Excluded diagnostic criteria: (1) patients with acute complications such as diabetic ketoacidosis and acute infectious lesions; (2) Patients with severe hepatic and renal insufficiency; (3) Patients with other neuroendocrine diseases; (4) Patients with personal history of malignant tumor and mental illness; (5) Patients who have had weight-loss surgery in the past or are currently taking weight-loss medications; (6) Patients with chronic wasting diseases, anemia, and severe malnutrition; (7) Patients with cerebrovascular disease, brain trauma, stroke, intracranial tumor, history of craniocerebral surgery, toxic encephalopathy, Parkinson's disease, congenital mental impairment, epilepsy, major depression and other patients with serious impact on cognitive function evaluation; (8) Patients with hearing impairment and mental disorders; (9) Illiterate patients who refused to participate in the study.

MoCA Evaluation Basis and Grouping

MoCA scale is commonly used to assess cognitive function, mainly applicable to patients with high education level.
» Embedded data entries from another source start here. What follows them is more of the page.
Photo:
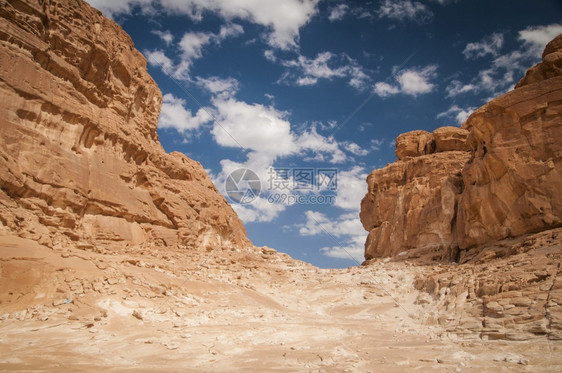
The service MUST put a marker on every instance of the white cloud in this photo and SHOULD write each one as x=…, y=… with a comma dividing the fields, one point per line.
x=346, y=230
x=403, y=10
x=384, y=89
x=355, y=149
x=112, y=8
x=158, y=58
x=413, y=82
x=221, y=88
x=319, y=145
x=283, y=19
x=456, y=88
x=504, y=69
x=166, y=36
x=352, y=186
x=253, y=126
x=376, y=144
x=489, y=45
x=537, y=37
x=260, y=210
x=305, y=71
x=338, y=12
x=270, y=55
x=460, y=115
x=191, y=45
x=175, y=115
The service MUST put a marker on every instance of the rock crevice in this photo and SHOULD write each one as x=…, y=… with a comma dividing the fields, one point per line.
x=79, y=148
x=453, y=191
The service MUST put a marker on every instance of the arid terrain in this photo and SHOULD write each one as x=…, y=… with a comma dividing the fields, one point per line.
x=116, y=256
x=231, y=309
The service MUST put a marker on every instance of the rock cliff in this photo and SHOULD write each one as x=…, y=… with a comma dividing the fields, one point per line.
x=499, y=176
x=80, y=156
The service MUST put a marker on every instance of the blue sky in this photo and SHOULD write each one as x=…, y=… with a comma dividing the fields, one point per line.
x=311, y=94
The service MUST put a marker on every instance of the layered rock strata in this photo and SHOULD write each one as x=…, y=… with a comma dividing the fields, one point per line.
x=80, y=156
x=457, y=189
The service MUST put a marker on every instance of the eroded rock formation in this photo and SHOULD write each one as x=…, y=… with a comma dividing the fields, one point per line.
x=457, y=189
x=80, y=157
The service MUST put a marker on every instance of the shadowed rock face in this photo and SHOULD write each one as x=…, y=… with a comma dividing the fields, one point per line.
x=457, y=189
x=80, y=156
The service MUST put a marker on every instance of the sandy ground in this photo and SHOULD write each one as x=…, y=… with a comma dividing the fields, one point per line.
x=84, y=309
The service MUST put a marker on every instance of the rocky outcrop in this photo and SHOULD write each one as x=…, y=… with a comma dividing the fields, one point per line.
x=455, y=190
x=80, y=156
x=511, y=290
x=411, y=204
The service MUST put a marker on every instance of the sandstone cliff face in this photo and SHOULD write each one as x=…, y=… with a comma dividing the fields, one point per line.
x=456, y=189
x=78, y=147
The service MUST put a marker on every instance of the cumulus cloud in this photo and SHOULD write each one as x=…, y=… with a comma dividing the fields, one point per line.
x=456, y=113
x=191, y=46
x=112, y=8
x=405, y=10
x=489, y=45
x=413, y=82
x=456, y=88
x=282, y=19
x=218, y=87
x=346, y=231
x=266, y=135
x=537, y=37
x=338, y=12
x=351, y=188
x=304, y=71
x=174, y=115
x=253, y=126
x=504, y=69
x=384, y=89
x=165, y=36
x=157, y=58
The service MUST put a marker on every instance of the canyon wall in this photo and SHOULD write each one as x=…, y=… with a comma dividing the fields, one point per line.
x=80, y=156
x=498, y=176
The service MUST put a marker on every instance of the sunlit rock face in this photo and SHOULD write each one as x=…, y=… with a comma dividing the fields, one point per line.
x=80, y=156
x=456, y=189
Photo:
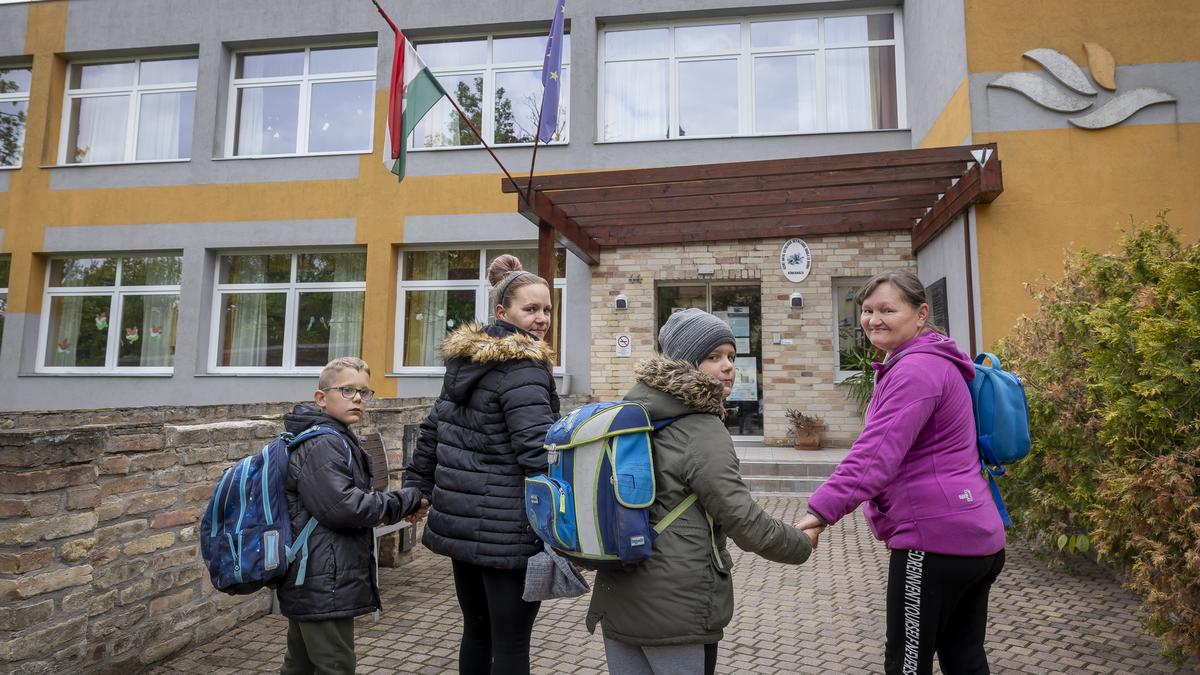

Due to its high sensitivity, MoCA is widely used in clinical screening of cognitive function. MoCA involves eight test items including attention, memory, language expression ability and orientation, with a total score of 30 points. a score greater than 26 points is considered as normal cognitive function, and Less than 26 points is considered as cognitive impairment. When the age of education of the subject is less than 12 years, one point will be added. The following points should be noted in the scoring process: (1) Two professionally trained physicians from the research group should conduct the test. During the testing process, standardized language should be used to communicate with the tested subjects, and the MoCA score of the tested subjects should be the average of the two. (2) Select a quiet room, inform the patients of the purpose of the test, and obtain the understanding and support of the tested subjects; (3) If there are interference behaviors such as phone answering during the test, the test should be canceled and assessed at another time. According to MoCA scale, the patients were divided into two groups: T2DM+MCI group T2DM +nMCI group.